Но страшнее холода, страшнее тесноты были мысли. Все они насквозь
пропитались серой тоской. Их было вроде бы и немного, мыслей, но одна
тянула другую, а та третью, и еще, и еще, и снова о том же.
Больше никогда ему не быть Помощником. Значит, и о Стажерстве речи
нет. С этими мечтами можно распрощаться навсегда. А ведь еще бы немного...

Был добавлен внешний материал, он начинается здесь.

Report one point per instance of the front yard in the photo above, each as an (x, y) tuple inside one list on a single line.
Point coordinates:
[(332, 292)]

Эх, если бы не идиотская затея с куревом! Ну чего ему стоило не пойти на
тренировку? Лучше бы Рыжова лишний раз погонял, как советовал Серпет. А
ведь, наверное, Серпет советовал не просто так. Он ведь что-то знал. Или
догадывался.
Но кто же все-таки настучал? Хотя какая теперь разница? Тем более,
что ребят он больше не увидит. Какое бы ни избрали им наказание - все
равно разошлют по разным местам.
А ведь, наверное, все они сейчас сидят в таких вот ледяных мышеловках
и с тоской ждут утра. А утром... Об этом не стоило думать, но сколько
Костя ни отгонял мысли, они все равно вползали непрошенные, едким дымом
заволакивали сознание, и картины сменялись одна другой - и ничего с ними
не поделать.
Он знал, как это бывает. После завтрака всю Группу торжественно
выведут в зал. Стулья заранее сдвинут к стене, чтобы не мешались. Ребят
выстроят в шеренгу у другой стены. Они встанут по стойке смирно, не
шевелясь, неподвижностью скрывая страх и распаленное любопытство. Все - и
Рыжов, и Царьков, и Галкин, и конечно, Серега Ломакин. Завтра он, наконец,
дождется своего - на рукаве его куртки появится нашивка Временного
Помощника. Именно его и выдвинут, больше некого. Не случайно он все время
чего-то ждал, таился. Может, он и будет завтра строить Группу - потный,
суетливый от радости, гордый оказанным доверием, ошалевший от открывшихся
перспектив.
А на середину зала поставят ту самую узкую черную скамейку, принесут
цинковое ведро с длинными тонкими прутьями. Серпет, а может, тот самый
начальничек в белом халате, зачтет приказ. Потом Наблюдательницы приведут
его, Костю. Прозвучит команда - резкая, четкая, отданная тем самым
железным голосом. И ничего не поделаешь - не драться же с ними со всеми.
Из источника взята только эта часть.